«Прости, дадо, не повезло…» – и ложилась ничком прямо на траву.
«Хворая, видать… Долго не протянет,» – грустно думал Вано, отправляясь в ту же деревню в надежде что-то починить или поправить какой-нибудь вдове завалившийся забор.
До своих Вано и Янка добрались уже по предзимкам. Услышав о том, как умер брат, дочери Вано заголосили на весь табор. Жена не заплакала, хотя у Вано при взгляде на неё сжалось сердце: за прошедший год сорокапятилетняя Маня стала седой старухой с погасшими глазами. Янка, стоя за спиной свёкра, разглядывала новую родню испуганно и выжидающе. Младшая дочь Вано, пятнадцатилетняя Нютка, важно взяла невестку за руку и повела в шатёр.
Вечером жена отозвала Вано в сторону от костра.
«Янка тяжёлая.»
«Что?.. – оторопело переспросил Вано. – Ты с чего это взяла?»
«Она сама сказала. Да ведь и видно… – Маня отвернулась к красной, холодной полосе солнца, гаснущей над полем. До Вано донёсся чуть слышный, сдавленный всхлип. – Чудо, что удержала в себе… Бедная девочка. Весной, даст Бог, внук у нас родится. Ты знаешь, что Янка – кисыкарька[14]? Наш Стёпка, когда из солдат убежал, в плащунский табор пришёл, там её и встретил. Янка одна всю семью кормила. А с нашим Стёпкой ушла, потому что боялась по карманам лазить. У неё сестру за это убили. Всем базаром убивали, а Янка из-за угла смотрела, ни помочь, ни закричать не могла. И после этого бояться начала. А когда боишься – значит, скоро попадёшься… Они со Стёпкой вдвоём убежали, Стёпка в Джанкое тифом заболел, Янка его на себе в больницу притащила, надеялась, бедная… Теперь плачет, говорит, что назад к своим нипочём не пойдёт. А добывать, как мы, гадать, просить, – не умеет.»

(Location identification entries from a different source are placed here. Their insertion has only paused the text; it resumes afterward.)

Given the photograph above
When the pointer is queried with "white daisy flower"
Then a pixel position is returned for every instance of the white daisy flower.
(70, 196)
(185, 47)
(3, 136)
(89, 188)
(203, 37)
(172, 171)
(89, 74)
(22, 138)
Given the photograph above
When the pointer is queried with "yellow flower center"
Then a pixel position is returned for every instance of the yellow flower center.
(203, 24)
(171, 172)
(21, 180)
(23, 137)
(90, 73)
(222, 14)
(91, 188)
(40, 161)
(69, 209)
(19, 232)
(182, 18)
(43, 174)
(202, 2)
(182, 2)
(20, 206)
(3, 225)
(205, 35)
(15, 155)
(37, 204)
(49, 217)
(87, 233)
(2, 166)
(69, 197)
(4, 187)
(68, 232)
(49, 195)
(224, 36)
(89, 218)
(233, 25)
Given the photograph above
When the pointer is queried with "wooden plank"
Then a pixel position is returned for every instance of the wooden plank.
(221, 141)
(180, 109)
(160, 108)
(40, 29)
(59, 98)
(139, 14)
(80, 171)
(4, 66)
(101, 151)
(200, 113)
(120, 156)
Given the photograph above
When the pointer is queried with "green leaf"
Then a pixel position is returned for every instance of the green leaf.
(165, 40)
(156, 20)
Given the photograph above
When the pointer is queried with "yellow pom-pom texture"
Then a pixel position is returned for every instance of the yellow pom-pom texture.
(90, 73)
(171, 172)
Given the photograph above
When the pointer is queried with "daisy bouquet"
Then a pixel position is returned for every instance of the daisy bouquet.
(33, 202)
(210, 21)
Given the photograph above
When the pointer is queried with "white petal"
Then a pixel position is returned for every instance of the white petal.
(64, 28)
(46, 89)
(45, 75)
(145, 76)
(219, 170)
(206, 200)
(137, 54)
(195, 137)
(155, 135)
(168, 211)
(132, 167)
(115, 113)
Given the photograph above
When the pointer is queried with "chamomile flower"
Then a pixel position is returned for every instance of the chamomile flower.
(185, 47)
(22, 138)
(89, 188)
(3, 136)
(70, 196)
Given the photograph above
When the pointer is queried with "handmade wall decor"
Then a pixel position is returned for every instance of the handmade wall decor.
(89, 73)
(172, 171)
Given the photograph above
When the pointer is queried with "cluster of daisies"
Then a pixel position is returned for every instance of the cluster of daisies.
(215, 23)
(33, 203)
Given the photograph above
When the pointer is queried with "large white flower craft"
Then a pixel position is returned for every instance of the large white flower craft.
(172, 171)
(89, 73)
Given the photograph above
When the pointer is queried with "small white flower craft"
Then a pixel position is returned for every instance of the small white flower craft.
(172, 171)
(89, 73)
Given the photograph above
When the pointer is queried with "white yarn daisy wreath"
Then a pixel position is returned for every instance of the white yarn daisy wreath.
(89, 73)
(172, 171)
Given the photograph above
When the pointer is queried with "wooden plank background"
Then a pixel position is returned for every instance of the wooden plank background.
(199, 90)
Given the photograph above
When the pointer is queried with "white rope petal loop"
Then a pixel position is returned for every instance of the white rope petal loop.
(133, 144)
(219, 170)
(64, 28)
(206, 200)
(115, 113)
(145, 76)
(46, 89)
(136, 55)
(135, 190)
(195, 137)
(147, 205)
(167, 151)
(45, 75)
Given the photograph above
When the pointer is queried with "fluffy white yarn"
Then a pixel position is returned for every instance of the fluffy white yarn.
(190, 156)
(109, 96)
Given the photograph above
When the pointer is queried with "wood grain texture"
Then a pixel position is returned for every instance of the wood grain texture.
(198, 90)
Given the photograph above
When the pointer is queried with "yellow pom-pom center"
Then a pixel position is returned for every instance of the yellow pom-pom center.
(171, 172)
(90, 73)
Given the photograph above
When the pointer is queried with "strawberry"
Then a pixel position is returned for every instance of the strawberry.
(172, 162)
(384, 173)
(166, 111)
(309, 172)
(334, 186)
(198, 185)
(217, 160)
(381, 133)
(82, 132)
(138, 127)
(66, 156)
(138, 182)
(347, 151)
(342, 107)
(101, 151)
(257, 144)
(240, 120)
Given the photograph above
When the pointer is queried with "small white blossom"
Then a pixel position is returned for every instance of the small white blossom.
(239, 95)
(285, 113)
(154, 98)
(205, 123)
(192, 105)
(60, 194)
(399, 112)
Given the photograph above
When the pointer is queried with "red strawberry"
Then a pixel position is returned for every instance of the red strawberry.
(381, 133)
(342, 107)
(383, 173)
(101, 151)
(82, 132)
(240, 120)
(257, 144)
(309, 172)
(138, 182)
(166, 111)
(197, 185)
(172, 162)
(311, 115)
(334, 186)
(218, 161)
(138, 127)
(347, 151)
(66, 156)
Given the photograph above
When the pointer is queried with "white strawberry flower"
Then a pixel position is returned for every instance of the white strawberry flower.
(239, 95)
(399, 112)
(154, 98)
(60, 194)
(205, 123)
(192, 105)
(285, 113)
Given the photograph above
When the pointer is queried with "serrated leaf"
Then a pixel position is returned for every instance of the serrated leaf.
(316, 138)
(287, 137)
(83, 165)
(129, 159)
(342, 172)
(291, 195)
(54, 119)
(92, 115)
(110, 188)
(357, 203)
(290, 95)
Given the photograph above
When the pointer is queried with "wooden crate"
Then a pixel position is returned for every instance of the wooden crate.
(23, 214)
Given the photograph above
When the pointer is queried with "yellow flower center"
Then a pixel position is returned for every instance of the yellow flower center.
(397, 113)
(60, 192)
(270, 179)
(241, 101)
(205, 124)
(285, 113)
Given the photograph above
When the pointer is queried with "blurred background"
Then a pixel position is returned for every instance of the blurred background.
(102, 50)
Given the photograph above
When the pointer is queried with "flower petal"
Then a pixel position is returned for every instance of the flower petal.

«Ничего. – От облегчения и счастья у Вано задрожали руки, он не знал, куда спрятать их, и не мог смотреть в полные слёз глаза жены. – Научишь её всему. Пусть только родит.»
Так и вышло. В апреле, в ясный, тёплый день, когда над деревней, где зимовал табор, беспечно и радостно заливались прилетевшие скворцы, Янка родила сына. Шесть невесток и помолодевшая от счастья на двадцать лет свекровь суетились вокруг неё, весь табор радовался – и готовился к отъезду. Солнце грело уже не шутя, и через неделю цыгане тронулись на юг, вслед за теплом и поднимающейся молодой травой. Янка ехала в телеге Вано и Мани, кормила грудью крохотного Юрку и улыбалась, подставив худое лицо горячим лучам.
День шёл за днём. Поля сменились степью, лёгкое весеннее тепло – нестерпимой летней жарой. Табор жил привычной кочевой жизнью: мужчины нанимались, где было можно, на сезонные работы (торговля лошадьми почти не давала дохода), женщины привычно бегали по хуторам и станицам, просили, гадали. Ходила с ними и Янка, которую таборные цыганки прозвали Изюмкой: за чёрный, матовый блеск глаз. Свекровь сурово приказала ей:
«О том, чем ты раньше промышляла, – и думать забудь! Мы твою семью уважаем, плащуны – цыгане достойные, но мы с другого живём! И раз ты теперь наша – учись добывать по-нашему.»
«Я не умею,» – грустно говорила Изюмка.
«Ничего, научим! Ещё козырная добисарка будешь!»
Свекровь как в воду глядела: Изюмка всему училась на лету. Пугать людей, обещать им хвори и несчастья она терпеть не могла: Изюмкино гадание было солнечным и радостным, вызывающим даже у лихих таборных тёток добродушные улыбки. Вскоре к шатру Вано и Мани начали приходить родители молодых парней и сами парни. Вано всем отказывал наотрез.
«Да кого твоя Изюмка ждёт? – возмущались обиженные сваты. – Царя небесного?»
«Нам царей не надобно! – важно парировал Вано. – Я Изюмку поперёк её воли не отдам, она мне – дочка. Не хочет замуж – пусть с нами живёт, бабка моя только рада будет. А я и подавно.»